For 2 weeks people have been asking me "will I be OK" and "what am I going to do without him". I was like Really?????? It's not that big of a deal b/c I can visit, skype and we'll have contact daily, etc. It didn't hit me until Saturday when we started to pack. That's when the first tears fell and there has been waterworks every since. My husband and I are very close and even though I have lots of family and friends, I've come to realize that I really do depend a lot on Tommy. He is my eye-candy, my comic relief, my wrestling buddy, my best friend...he's so much to me and I'm so use to having him around. When I'm sad or just feeling clingy I go to my nook which is right between his neck and shoulder. It's my comfort zone or should I say He is my comfort zone. I thank God I will see him next week for my birthday/vacation. It's only day one (and not even a full day at that) and I miss him already.

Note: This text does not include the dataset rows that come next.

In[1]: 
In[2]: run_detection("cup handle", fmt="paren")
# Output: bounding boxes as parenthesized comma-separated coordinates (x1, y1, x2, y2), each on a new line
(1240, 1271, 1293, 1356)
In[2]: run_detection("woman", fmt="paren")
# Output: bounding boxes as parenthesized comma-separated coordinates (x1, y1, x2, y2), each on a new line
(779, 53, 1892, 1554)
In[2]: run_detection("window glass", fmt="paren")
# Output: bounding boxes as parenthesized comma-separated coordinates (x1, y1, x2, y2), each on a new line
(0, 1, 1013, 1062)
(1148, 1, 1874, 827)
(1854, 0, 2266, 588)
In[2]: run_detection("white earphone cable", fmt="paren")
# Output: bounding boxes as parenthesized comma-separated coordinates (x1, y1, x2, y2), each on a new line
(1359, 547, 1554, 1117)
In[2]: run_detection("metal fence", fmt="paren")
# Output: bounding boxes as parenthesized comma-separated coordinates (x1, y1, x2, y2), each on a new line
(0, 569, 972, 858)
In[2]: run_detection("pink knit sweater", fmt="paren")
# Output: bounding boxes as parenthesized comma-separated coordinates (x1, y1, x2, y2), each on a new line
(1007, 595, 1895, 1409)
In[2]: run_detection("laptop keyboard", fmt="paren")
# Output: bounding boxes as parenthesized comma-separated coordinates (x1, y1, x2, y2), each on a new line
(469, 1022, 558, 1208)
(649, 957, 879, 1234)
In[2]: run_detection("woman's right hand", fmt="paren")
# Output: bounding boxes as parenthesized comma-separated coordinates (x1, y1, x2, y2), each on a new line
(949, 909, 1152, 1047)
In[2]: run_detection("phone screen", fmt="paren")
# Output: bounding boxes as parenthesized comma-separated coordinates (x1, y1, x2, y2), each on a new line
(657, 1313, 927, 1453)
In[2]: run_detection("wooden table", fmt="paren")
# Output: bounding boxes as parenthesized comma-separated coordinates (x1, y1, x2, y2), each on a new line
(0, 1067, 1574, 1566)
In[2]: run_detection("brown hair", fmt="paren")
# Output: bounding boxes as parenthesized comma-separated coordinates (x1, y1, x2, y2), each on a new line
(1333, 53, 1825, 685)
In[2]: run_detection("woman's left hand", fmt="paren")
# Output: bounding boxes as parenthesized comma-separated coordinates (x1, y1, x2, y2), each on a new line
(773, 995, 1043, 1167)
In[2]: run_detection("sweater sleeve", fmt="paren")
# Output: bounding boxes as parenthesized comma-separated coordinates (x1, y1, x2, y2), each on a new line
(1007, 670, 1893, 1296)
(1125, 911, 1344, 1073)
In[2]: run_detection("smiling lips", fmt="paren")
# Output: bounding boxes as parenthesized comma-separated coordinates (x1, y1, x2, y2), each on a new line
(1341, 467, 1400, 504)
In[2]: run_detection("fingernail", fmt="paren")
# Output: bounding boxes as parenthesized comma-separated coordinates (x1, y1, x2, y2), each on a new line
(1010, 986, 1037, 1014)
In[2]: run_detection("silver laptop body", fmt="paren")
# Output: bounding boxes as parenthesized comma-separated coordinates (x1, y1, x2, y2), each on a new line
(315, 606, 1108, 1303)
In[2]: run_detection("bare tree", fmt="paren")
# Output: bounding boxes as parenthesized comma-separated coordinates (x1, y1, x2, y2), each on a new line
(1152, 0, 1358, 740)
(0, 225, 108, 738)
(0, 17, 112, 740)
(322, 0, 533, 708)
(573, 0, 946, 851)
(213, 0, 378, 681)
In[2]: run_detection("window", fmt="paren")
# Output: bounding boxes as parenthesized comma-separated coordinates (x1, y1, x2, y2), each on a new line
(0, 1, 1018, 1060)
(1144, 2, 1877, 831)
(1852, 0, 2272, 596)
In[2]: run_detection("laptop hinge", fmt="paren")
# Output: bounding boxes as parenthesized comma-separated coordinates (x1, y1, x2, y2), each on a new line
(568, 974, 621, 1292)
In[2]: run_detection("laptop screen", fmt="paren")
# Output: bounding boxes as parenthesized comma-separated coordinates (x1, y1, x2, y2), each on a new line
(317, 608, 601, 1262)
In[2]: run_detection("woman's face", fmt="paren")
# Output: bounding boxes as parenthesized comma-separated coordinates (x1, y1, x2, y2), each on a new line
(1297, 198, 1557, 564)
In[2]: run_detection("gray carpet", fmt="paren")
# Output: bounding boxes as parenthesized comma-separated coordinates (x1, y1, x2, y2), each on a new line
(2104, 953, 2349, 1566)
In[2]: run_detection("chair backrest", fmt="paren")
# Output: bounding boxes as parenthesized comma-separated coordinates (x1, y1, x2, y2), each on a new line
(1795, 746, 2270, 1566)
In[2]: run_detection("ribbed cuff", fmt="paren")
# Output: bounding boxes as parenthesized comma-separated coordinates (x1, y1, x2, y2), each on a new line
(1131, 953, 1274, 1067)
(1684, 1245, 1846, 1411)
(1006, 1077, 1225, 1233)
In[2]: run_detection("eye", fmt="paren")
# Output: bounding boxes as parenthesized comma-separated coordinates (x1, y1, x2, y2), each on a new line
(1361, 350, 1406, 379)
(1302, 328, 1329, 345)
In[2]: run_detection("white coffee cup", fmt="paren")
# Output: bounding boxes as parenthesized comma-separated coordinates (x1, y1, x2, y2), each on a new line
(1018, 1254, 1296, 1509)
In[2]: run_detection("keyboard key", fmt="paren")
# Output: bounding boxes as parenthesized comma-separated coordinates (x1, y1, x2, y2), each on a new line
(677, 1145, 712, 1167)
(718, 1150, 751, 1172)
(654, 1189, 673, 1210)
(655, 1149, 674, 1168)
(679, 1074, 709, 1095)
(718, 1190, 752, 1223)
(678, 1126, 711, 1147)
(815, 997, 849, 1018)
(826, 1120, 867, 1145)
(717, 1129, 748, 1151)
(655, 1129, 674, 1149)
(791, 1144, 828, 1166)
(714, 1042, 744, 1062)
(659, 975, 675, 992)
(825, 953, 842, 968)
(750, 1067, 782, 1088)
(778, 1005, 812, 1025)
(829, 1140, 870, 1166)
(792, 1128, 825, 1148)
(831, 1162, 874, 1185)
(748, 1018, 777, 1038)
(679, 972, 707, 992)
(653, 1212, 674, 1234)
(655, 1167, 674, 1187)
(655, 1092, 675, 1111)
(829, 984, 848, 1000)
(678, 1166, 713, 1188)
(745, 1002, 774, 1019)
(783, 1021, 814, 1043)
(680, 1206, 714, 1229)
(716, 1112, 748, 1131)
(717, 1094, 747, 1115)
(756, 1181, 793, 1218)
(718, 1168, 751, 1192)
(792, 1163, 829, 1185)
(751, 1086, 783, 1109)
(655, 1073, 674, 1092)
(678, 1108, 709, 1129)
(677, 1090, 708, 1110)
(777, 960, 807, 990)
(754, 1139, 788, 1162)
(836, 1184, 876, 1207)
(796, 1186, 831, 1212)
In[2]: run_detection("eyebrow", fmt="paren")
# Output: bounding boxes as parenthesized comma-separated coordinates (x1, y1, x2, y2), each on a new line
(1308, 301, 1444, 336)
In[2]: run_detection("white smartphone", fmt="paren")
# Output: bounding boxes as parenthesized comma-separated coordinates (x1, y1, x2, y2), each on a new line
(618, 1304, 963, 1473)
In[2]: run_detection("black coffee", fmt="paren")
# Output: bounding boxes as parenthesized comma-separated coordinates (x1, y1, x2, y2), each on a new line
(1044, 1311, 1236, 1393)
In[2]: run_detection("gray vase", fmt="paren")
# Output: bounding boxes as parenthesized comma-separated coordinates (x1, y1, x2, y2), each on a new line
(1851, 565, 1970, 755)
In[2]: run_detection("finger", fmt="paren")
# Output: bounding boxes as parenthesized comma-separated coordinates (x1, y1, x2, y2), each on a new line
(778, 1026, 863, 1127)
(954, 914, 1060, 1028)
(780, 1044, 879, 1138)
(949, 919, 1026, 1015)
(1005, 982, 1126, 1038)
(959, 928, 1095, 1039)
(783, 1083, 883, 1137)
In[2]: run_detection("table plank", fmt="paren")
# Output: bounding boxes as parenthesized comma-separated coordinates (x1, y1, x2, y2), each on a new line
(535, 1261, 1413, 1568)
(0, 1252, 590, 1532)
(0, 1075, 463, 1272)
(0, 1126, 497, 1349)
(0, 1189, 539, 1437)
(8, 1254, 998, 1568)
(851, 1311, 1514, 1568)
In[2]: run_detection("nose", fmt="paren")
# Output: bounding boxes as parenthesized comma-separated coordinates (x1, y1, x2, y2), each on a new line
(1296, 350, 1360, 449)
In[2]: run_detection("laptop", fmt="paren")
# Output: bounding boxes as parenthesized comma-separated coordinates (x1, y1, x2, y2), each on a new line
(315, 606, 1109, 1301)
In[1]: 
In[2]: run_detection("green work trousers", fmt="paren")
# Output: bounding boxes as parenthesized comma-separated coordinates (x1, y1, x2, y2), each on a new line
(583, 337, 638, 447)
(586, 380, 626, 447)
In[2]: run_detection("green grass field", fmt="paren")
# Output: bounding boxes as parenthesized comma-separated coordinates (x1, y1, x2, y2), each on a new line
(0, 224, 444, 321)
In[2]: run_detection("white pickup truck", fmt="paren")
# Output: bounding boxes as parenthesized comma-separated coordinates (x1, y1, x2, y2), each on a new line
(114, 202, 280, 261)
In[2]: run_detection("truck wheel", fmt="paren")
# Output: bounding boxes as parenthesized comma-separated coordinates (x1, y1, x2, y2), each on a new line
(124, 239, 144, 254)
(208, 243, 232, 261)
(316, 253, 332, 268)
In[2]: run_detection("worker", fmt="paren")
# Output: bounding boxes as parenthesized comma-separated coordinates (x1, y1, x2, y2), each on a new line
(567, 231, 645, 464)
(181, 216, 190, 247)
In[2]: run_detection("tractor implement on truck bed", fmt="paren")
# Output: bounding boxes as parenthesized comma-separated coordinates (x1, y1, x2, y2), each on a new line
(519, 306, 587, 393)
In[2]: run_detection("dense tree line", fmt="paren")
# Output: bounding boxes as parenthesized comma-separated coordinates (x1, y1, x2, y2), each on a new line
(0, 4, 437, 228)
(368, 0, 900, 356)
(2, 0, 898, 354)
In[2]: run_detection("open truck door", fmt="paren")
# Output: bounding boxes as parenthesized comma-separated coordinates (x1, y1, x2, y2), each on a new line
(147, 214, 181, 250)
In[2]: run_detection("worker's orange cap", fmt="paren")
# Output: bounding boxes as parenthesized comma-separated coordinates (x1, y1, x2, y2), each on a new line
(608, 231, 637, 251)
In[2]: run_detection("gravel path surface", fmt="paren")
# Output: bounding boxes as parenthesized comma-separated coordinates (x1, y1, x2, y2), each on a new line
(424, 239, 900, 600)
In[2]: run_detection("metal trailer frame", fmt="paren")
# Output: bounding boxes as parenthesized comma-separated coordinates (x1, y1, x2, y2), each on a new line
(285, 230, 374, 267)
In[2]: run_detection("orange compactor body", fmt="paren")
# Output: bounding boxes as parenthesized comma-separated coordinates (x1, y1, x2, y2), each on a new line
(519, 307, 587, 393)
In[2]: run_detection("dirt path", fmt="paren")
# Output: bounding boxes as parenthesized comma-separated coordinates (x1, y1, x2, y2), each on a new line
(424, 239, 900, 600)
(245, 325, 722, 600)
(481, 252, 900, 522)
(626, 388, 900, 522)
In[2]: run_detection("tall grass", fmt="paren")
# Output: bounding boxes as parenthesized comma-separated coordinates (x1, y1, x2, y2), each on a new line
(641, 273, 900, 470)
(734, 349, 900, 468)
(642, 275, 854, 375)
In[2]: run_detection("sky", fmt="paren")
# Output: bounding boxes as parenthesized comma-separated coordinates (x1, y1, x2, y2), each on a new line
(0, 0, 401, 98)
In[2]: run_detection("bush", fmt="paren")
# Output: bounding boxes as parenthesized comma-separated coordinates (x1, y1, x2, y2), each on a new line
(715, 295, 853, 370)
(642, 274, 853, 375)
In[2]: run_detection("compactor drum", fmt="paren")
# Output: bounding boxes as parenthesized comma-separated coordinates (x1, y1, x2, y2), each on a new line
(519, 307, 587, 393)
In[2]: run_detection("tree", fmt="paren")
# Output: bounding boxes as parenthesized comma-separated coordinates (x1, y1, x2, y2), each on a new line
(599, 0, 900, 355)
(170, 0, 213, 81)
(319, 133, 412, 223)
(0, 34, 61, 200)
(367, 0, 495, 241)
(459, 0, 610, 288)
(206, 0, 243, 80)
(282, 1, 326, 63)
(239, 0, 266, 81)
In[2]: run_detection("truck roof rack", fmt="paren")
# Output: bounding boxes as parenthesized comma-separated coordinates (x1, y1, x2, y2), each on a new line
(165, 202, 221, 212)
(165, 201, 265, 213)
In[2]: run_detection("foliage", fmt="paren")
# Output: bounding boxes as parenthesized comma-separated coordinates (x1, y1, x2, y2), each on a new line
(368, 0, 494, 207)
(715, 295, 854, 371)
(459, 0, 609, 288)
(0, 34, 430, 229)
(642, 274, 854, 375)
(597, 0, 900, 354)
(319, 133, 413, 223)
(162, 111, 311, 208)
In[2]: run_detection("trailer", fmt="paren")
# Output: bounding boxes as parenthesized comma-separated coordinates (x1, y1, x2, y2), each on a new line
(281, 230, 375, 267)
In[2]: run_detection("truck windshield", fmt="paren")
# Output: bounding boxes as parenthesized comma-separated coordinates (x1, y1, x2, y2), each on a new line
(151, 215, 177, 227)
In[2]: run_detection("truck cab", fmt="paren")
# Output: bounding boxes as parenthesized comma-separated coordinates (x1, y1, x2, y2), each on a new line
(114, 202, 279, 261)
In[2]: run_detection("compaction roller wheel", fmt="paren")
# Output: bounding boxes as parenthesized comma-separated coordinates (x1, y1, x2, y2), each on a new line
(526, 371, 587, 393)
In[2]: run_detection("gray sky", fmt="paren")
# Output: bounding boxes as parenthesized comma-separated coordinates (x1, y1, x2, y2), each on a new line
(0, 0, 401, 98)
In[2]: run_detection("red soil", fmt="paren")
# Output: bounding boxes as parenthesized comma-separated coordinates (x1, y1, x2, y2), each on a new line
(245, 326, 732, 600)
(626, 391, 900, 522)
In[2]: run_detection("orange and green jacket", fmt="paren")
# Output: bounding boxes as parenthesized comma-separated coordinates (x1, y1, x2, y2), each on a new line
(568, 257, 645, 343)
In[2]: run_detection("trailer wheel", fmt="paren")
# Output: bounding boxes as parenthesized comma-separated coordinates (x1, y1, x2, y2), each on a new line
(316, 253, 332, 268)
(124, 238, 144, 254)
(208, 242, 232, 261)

We had a very busy last 4 days filled with friends and family. It was really beautiful to see how much support we have in our lives. We capped the festivities off with a final lunch for family and some really close friends yesterday. What I thought might be about 30 people (even though my evite only had 10 RSVPs) turned into a lunch for 50+!!! It was wonderful to witness everyone braving the heat to come out and support my husband. He was very moved by the out pour of love and blessings. After lunch we brought my nephew home with us so we could spend some time together- just us 3. We took him swimming (his favorite pass-time) and he spent the night. Sounds weird I'm sure that we'd spend our last night with a 3 yr old but my husband and nephew are very close-almost like father and son. So explaining to him that he would not physically see "his Buddha" for 3-4 months wasn't happening. His presence is just expected. My husband doesn't put anything in front of Keyshawn, it's a very precious bond. It is going to be really hard once he starts to realize that Buddha (Tommy) is not around. I'm going to let him talk to him via skype though and I hope that helps. Buddha is his comfort and everything that is right in the world. He is definitely his uncle's baby and they have never been apart more than a matter of days. It just hurts my heart b/c I know whenever he sees me he will expect to see Tommy :-(
I've had an over-whelming amount of calls, e-mails and texts just today from friends and family checking on me. It's very sweet. As I'm sitting here it's just so quiet--a different type of quiet though and to think this is only Day 1!!! God give me strength to endure this separation and enjoy the ride b/c after all this is a GREAT opportunity for my husband. I'm so proud of him and I want that to be the focal point of this journey not me so congratulations my love! Knock em dead!